At the Munich Security Conference, former Defense official Evelyn Farkas warned that the transatlantic alliance’s cohesion is under strain as European partners grow distrustful of U.S. commitments. She urged a clear reaffirmation of American support for NATO and called for Europe to shoulder more defence burden. Farkas also emphasized the need for expanded sanctions on Russia and China, highlighting Beijing’s role in supplying dual‑use technology to Moscow. Finally, she stressed that helping Ukraine maintain sovereignty and deterring China are the defining strategic challenges for the West.
The Munich Security Conference has once again become a barometer for the health of the transatlantic alliance, and Evelyn Farkas’s remarks underscore a growing unease in Washington and Brussels. While NATO’s collective defence remains the cornerstone of Western security, recent U.S. rhetoric has left European partners questioning the reliability of American guarantees. Farkas argues that a clear, high‑level reaffirmation of U.S. commitment—similar to former Secretary Gates’s call for European burden‑sharing—is essential to preserve the alliance’s credibility. Without that signal, the cohesion that underpins deterrence against Russia and China could fray.
On the battlefield, Ukraine’s resilience has turned the conflict into a strategic victory, even as the war exacts a heavy toll. Farkas stresses that intensified sanctions are the next lever, not only against Moscow’s oil revenues but also against Beijing’s supply of dual‑use technologies that keep Russian forces operational. Targeting Chinese firms that enable precision weapons or cyber capabilities would tighten the economic stranglehold and signal that the West will not tolerate indirect support for aggression. Such measures also serve a broader purpose: they deter China from expanding its influence through similar covert assistance.

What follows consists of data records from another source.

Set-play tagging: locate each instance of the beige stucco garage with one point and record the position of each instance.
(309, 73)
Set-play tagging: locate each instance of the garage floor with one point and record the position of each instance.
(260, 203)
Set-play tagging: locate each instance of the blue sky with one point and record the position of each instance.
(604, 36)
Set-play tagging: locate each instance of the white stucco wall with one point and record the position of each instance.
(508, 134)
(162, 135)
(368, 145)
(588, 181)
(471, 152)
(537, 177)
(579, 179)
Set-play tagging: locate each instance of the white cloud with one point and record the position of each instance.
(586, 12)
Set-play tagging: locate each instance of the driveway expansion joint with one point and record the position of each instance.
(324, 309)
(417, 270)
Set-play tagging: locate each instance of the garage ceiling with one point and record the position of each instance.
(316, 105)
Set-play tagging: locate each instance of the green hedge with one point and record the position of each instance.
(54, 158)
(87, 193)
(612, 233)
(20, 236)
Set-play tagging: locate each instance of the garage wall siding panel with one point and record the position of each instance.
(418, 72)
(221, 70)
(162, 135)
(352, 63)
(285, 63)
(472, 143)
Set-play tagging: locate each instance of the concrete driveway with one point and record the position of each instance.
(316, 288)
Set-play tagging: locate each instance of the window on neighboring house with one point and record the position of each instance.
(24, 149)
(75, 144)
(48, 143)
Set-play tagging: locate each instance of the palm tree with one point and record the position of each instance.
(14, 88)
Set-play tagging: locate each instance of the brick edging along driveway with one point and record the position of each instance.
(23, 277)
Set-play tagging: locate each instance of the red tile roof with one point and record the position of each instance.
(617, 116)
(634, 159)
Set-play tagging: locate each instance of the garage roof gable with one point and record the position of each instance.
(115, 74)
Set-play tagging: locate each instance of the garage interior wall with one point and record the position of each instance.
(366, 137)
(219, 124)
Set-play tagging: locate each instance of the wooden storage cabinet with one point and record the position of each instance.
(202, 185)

European leaders are split between pragmatic engagement with Beijing and a more confrontational stance exemplified by Japan’s firm deterrence posture. This divergence reflects a deeper strategic dilemma: whether to hedge against a rising China or to align fully with U.S. expectations of a unified front. Farkas warns that Europe’s hedging risks “eating their lunch” if Beijing’s authoritarian model proves economically attractive. For NATO, the challenge is to translate diplomatic cohesion into concrete capabilities—enhanced forward presence, interoperable forces, and a shared sanctions regime—so that both the Ukrainian fight and the broader contest with China are won.